I am newbie to Natural Language processing.I need to extract the noun phrases from the text.So far i have used open nlp's chunking parser for parsing my text to get the Tree structure.But i am not able to extract the noun phrases from the tree structure, is there any regular expression pattern in open nlp so that i can use it to extract the noun phrases.

Below is the code that i am using

    InputStream is = new FileInputStream("en-parser-chunking.bin");
    ParserModel model = new ParserModel(is);
    Parser parser = ParserFactory.create(model);
    Parse topParses[] = ParserTool.parseLine(line, parser, 1);
        for (Parse p : topParses){
                 p.show();}

Here I am getting the output as

(TOP (S (S (ADJP (JJ welcome) (PP (TO to) (NP (NNP Big) (NNP Data.))))) (S (NP (PRP We)) (VP (VP (VBP are) (VP (VBG working) (PP (IN on) (NP (NNP Natural) (NNP Language) (NNP Processing.can))))) (NP (DT some) (CD one) (NN help)) (NP (PRP us)) (PP (IN in) (S (VP (VBG extracting) (NP (DT the) (NN noun) (NNS phrases)) (PP (IN from) (NP (DT the) (NN tree) (WP stucture.))))))))))

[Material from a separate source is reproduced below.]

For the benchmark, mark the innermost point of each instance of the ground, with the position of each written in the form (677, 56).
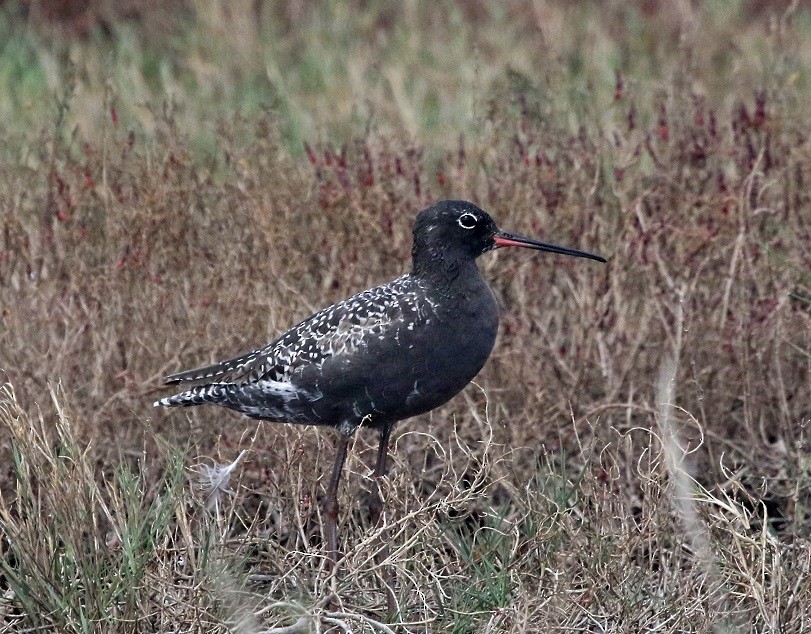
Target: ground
(183, 182)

Can some one please help me in getting the noun phrases like NP,NNP,NN etc.Can some one tell me do I need to use any other NP Chunker to get the noun phrases?Is there any regex pattern to achieve the same.

Please help me on this.

Thanks in advance

Gouse.

Answer

icecream picture icecream · Mar 23, 2013

The Parse object is a tree; you can use getParent() and getChildren() and getType() to navigate the tree.

List<Parse> nounPhrases;

public void getNounPhrases(Parse p) {
    if (p.getType().equals("NP")) {
         nounPhrases.add(p);
    }
    for (Parse child : p.getChildren()) {
         getNounPhrases(child);
    }
}